Com isso, além de conseguir contar a história que inicialmente se propõe, resultando no que realmente se espera de Sr. & Sra. Smith — ou seja, o grande “desabamento” do casamento em metáfora à destruição da linda casa em que vivem no fim do último ato —, a produção abre boas possibilidades para o futuro: um mergulho nas verdadeiras motivações e trabalhos dos Outros Smiths, haja vista a breve roubada de cena de Wagner e Parker? Mais centralização no gênero da espionagem? Uma ligação com o filme, que fica apenas nas entrelinhas do que pode vir a ser agência para quem trabalham? Talvez mais?

Sr. & Sra. Smith

A este ponto, resta apenas questionar, mas é neste “mais”, que reside uma certa falta da real essência de Sr. & Sra. Smith. Por mais que tenha escolhido um viés mais independente e inédito em relação ao filme, trata-se de uma história que seria possível explorar sem o peso de Brad Pitt e de Angelina Jolie nos ombros, especialmente quanto à ação. Assim como no filme, há muitas pontas soltas sobre seus verdadeiros patronos e, se naquele, informações práticas fazem pouca diferença, neste, é como se faltasse uma grande trama central em que se apoiar, já que falta uma construção mais elaborada dessa realidade.

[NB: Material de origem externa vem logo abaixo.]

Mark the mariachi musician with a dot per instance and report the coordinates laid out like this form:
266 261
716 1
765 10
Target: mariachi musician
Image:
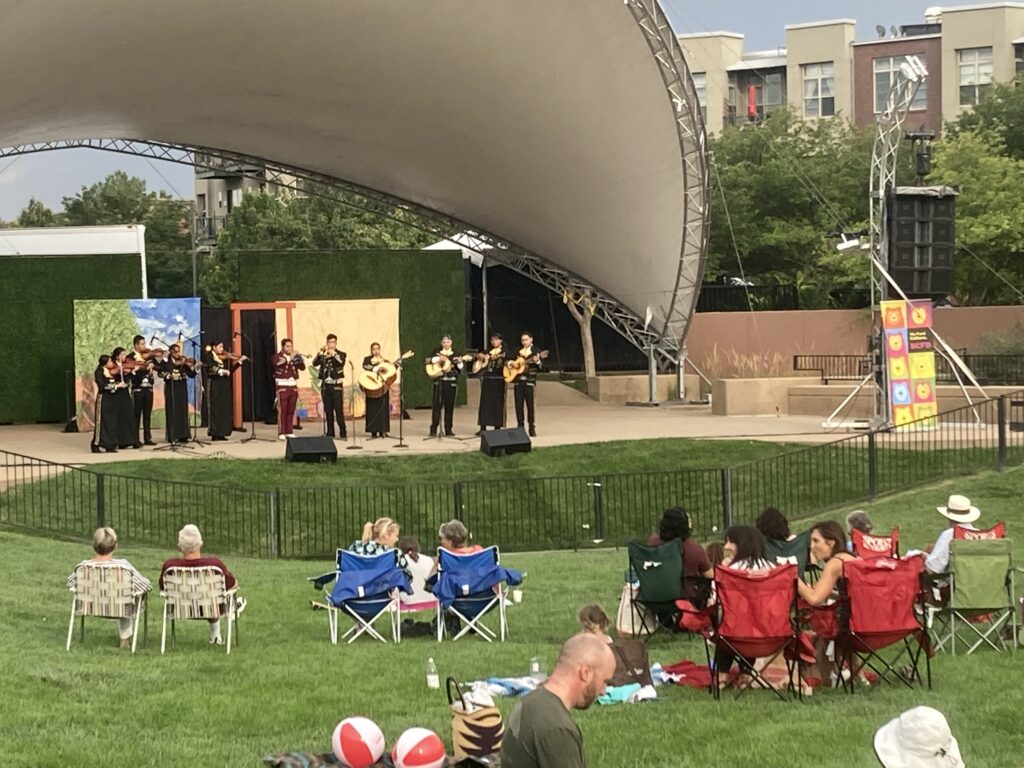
175 371
525 383
330 361
488 367
219 367
104 430
378 408
444 385
286 365
141 386
120 401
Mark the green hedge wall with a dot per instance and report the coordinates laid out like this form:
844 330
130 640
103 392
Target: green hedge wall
37 325
429 285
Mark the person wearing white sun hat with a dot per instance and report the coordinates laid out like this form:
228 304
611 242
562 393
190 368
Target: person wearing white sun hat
918 738
960 512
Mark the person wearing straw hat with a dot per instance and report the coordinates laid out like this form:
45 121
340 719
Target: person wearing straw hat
960 512
918 738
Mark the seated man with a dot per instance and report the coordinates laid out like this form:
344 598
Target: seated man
960 512
190 545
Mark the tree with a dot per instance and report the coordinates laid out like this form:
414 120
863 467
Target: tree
121 199
1000 114
323 219
36 214
989 228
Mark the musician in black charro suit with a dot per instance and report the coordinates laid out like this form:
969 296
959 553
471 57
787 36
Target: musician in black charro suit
444 387
525 384
492 413
330 363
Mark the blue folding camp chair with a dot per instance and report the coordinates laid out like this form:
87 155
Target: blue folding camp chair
470 586
367 589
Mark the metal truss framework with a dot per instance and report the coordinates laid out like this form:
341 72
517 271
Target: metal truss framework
363 199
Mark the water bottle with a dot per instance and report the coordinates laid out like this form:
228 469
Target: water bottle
433 681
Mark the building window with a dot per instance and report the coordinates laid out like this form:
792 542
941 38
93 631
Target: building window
886 69
819 90
700 85
975 73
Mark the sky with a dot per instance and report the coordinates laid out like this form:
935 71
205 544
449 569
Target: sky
50 176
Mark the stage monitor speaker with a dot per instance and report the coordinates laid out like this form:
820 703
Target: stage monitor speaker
501 441
922 237
320 450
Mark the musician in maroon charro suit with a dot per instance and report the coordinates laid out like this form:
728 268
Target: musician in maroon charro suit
286 366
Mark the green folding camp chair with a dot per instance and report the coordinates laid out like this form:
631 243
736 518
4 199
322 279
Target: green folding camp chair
981 604
656 573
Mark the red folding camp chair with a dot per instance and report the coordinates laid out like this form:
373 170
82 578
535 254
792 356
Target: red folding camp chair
758 620
881 597
869 546
998 530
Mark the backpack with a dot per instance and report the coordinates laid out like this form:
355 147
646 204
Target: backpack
632 664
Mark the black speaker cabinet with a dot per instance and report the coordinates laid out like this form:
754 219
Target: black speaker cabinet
320 450
922 237
501 441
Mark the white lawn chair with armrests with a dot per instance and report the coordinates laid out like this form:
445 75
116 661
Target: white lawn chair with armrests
105 591
198 594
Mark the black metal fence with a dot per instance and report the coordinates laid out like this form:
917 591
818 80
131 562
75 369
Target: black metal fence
989 370
520 513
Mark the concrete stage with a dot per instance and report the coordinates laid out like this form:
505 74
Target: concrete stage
564 416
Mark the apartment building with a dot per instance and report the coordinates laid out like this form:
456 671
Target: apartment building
822 71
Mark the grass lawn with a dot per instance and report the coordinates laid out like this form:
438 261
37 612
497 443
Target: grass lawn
285 686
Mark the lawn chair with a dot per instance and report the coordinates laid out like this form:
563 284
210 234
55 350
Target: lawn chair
365 588
758 621
981 596
104 591
962 532
198 594
869 546
468 588
795 552
880 602
657 572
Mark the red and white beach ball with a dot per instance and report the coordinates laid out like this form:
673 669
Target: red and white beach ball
357 742
419 748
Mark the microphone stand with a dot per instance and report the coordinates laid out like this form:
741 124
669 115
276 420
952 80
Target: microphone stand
196 417
351 409
252 395
171 445
401 411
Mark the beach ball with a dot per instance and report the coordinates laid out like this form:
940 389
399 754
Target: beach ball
357 742
419 748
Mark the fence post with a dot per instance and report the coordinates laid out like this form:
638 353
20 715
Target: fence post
1000 410
100 502
272 529
872 467
726 475
457 498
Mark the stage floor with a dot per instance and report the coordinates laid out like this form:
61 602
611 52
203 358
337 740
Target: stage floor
563 417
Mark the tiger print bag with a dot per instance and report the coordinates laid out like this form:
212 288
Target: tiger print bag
476 731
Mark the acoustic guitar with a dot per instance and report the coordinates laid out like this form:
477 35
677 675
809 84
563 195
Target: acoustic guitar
514 369
437 370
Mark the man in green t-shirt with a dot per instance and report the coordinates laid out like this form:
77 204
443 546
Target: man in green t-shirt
540 732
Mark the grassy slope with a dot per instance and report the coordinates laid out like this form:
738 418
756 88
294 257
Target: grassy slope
285 687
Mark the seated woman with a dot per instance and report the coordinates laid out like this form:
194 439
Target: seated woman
104 541
697 571
828 548
744 549
773 524
190 547
455 538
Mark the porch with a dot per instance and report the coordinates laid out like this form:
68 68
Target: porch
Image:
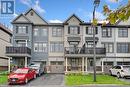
82 64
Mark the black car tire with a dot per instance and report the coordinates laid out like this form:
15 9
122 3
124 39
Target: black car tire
118 75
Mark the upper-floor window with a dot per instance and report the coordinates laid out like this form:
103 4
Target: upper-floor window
36 32
44 32
56 47
21 43
22 29
123 32
40 32
90 30
123 47
106 32
57 32
40 47
73 30
89 44
109 47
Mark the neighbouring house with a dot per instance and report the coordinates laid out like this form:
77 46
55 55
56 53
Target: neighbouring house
68 46
5 40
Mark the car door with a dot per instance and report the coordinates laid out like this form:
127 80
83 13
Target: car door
113 70
29 74
118 69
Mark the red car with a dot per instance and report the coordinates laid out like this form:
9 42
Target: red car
21 75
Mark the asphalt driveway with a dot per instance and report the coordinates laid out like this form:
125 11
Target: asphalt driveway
56 80
48 80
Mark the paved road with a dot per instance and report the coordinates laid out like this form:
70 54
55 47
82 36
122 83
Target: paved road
56 80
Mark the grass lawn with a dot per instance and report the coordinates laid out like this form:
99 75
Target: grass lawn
3 79
88 79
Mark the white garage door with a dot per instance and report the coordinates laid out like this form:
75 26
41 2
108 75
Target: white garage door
57 67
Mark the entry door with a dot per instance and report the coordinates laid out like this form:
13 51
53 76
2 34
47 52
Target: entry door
21 62
57 67
90 64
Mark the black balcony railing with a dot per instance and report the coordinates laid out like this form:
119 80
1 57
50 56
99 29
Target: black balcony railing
78 50
18 50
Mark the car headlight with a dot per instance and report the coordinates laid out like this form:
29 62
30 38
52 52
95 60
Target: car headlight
22 76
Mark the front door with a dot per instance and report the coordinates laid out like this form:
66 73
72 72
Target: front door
21 62
57 67
90 64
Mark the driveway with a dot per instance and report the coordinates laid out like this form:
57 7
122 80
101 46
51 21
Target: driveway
47 80
56 80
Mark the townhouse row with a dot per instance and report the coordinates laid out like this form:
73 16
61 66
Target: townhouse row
68 46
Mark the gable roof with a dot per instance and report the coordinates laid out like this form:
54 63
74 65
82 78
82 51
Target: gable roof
36 14
21 15
73 15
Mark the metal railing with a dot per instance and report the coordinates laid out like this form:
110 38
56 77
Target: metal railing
18 50
79 50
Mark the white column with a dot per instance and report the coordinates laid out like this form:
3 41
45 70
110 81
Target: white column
8 64
26 61
86 64
26 43
82 64
49 67
66 64
102 65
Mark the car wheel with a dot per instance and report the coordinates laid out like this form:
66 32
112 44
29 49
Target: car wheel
35 76
39 74
110 73
118 75
26 81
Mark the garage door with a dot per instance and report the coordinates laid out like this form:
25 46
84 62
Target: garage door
57 67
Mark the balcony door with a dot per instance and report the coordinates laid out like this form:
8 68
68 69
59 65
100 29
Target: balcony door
75 64
90 64
21 62
73 47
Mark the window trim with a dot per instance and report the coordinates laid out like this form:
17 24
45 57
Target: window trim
56 30
122 32
54 49
118 51
78 30
106 36
108 45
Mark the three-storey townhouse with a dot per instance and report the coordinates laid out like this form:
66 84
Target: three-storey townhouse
68 46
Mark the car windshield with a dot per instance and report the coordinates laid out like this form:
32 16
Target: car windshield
24 71
126 67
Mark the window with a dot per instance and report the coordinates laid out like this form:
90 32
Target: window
123 48
90 30
73 30
35 47
31 13
109 47
40 47
22 29
44 32
57 32
36 32
21 43
122 32
56 47
89 44
106 32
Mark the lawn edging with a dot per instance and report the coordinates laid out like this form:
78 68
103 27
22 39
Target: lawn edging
73 79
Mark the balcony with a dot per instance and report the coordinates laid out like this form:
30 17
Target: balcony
18 51
87 52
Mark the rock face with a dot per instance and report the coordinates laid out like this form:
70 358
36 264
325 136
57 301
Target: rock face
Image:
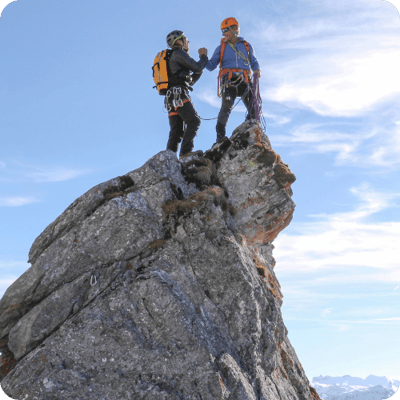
160 284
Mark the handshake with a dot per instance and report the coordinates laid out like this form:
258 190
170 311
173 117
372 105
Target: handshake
202 51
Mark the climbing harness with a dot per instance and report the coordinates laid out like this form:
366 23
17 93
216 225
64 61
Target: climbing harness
177 101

Obviamente, há espaço para isso, uma vez que, sendo uma série, existe a oportunidade de desenvolvimento de um pano de fundo maior em uma — ainda não confirmada — segunda temporada, porém, ainda que acompanhar Jane e John Smith, com suas descobertas, frustrações, concessões e combinados durante as fases subvertidas deste casamento seja divertido, soa como se fosse divertido demais, como se faltasse à produção um senso de urgência e perigo que deveria existir, especialmente quando outros Johns e Jane Smith estão sendo “finalizados” ao redor do mundo.

Sr. & Sra. Smith sabe onde quer chegar, com Glover e Erskine sendo competentes em nos levar até lá, mas, em um possível segundo ano, para uma melhor experiência a “là Smiths” de verdade requer aprimoramento e menos sutileza.